Page Banner

United States Department of Agriculture

Agricultural Research Service

Research Project: BIOLOGY, GENOMICS, AND INTEGRATED PEST MANAGEMENT OF INVASIVE ANTS

Location: Imported Fire Ant and Household Insects

Title: Laboratory Fire Ant colonies (Solenopsis invicta) fail to grow with Bhatkar Diet and three other artificial diets

Authors
item Gavilanez Slone, Jenny
item Porter, Sanford

Submitted to: Insectes Sociaux
Publication Type: Peer Reviewed Journal
Publication Acceptance Date: May 27, 2014
Publication Date: June 27, 2014
Citation: Gavilanez Slone, J.M., Porter, S.D. 2014. Laboratory Fire Ant colonies (Solenopsis invicta) fail to grow with Bhatkar Diet and three other artificial diets. Insectes Sociaux. 61:281-287.

Interpretive Summary: Artificial diets are often used for rearing ant colonies in the laboratory because they are convenient and recommended in the scientific literature. Unfortunately, popular artificial diets have not been properly tested to show that they can produce healthy growing colonies under laboratory conditions. In order to remedy this problem, scientists in the Fire Ant and Household Insects Research Unit of the USDA-ARS Center for Medical, Agricultural and Veterinary Entomology in Gainesville, FL examined growth of red imported fire ant colonies on four artificial diets: 1) an experimental predator diet, 2) an agar diet with vitamins, honey, and raw eggs (Bhatkar Diet), 3) an agar diet with honey, whey protein, egg powder, calcium caseinate, and insect vitamins (Dussutour Diet), and 4) a completely chemically defined diet (Straka Diet). Crickets and sugar water were used as a standard diet. After 6 weeks, fire ant colonies fed crickets and sugar water were healthy and had grown considerably. In contrast, colonies fed the artificial diets showed little or no growth demonstrating that these diets are not suitable for rearing healthy fire ant colonies. However, the Straka diet may be useful as a starting point for studies of basic fire ant nutritional requirements. We advise against formulating diets that mix sugar and protein into a single "all in one" diet because workers and brood have differing dietary requirements. This study is important because it warns other researchers that artificial diets are not yet suitable for rearing healthy fire ant colonies in the laboratory. The results of this study probably also apply to most other species of ants with generalist predator/scavenger diets.

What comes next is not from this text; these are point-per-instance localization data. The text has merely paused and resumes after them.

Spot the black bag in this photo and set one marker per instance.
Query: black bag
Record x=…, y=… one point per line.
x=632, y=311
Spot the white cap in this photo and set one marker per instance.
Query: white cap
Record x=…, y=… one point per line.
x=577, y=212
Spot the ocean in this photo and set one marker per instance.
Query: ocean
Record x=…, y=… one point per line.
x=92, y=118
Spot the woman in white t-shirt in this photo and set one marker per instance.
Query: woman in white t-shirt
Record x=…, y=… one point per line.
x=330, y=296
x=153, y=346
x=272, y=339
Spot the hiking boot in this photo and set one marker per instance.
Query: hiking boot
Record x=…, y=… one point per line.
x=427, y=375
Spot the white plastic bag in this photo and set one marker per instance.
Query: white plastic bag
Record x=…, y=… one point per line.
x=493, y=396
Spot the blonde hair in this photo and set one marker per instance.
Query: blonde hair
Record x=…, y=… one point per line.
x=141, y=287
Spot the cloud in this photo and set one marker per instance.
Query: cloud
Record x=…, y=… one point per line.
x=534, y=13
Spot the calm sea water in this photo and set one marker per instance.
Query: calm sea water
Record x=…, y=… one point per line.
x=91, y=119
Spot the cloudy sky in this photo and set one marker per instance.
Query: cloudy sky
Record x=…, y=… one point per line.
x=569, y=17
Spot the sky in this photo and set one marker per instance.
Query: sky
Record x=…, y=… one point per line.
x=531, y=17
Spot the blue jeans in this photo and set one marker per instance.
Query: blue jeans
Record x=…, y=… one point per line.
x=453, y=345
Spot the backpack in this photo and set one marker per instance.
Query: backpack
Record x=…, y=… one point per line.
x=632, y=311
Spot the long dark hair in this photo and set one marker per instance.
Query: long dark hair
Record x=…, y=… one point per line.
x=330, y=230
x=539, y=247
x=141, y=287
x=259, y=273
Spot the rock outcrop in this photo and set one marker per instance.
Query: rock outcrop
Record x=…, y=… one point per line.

Technical Abstract: Various artificial diets have been used for rearing imported fire ants; however most of these diets include insect supplements. This study was designed to examine growth of red imported fire ant colonies (Hymenoptera: Formicidae: Solenopsis invicta Buren) on four artificial diets: a chemically undefined “oligidic” predator diet, two partly defined “meridic” diets utilized by Bhatkar and Whitcomb (1970) and Dussutour and Simpson (2008) for Solenopsis fire ants and Rhytidoponera ants, respectively, and finally a completely chemically defined “holidic” diet utilized by Straka and Feldhaar (2007a; b Erratum) for carpenter ants. Crickets and sugar water were used as a standard diet. After 6 weeks, fire ant colonies fed crickets and sugar water were healthy and had grown considerably. In contrast, colonies fed the artificial diets showed little or no growth demonstrating that these diets are not suitable for rearing healthy fire ant colonies. Nevertheless, the holidic or entirely synthetic Straka diet may provide a suitable basis for further studies of fire ant dietary requirements because it resulted in modest production of all brood stages. We advise caution in using diets that mix sugar and protein into a single "all in one" diet because workers and brood have differing dietary requirements.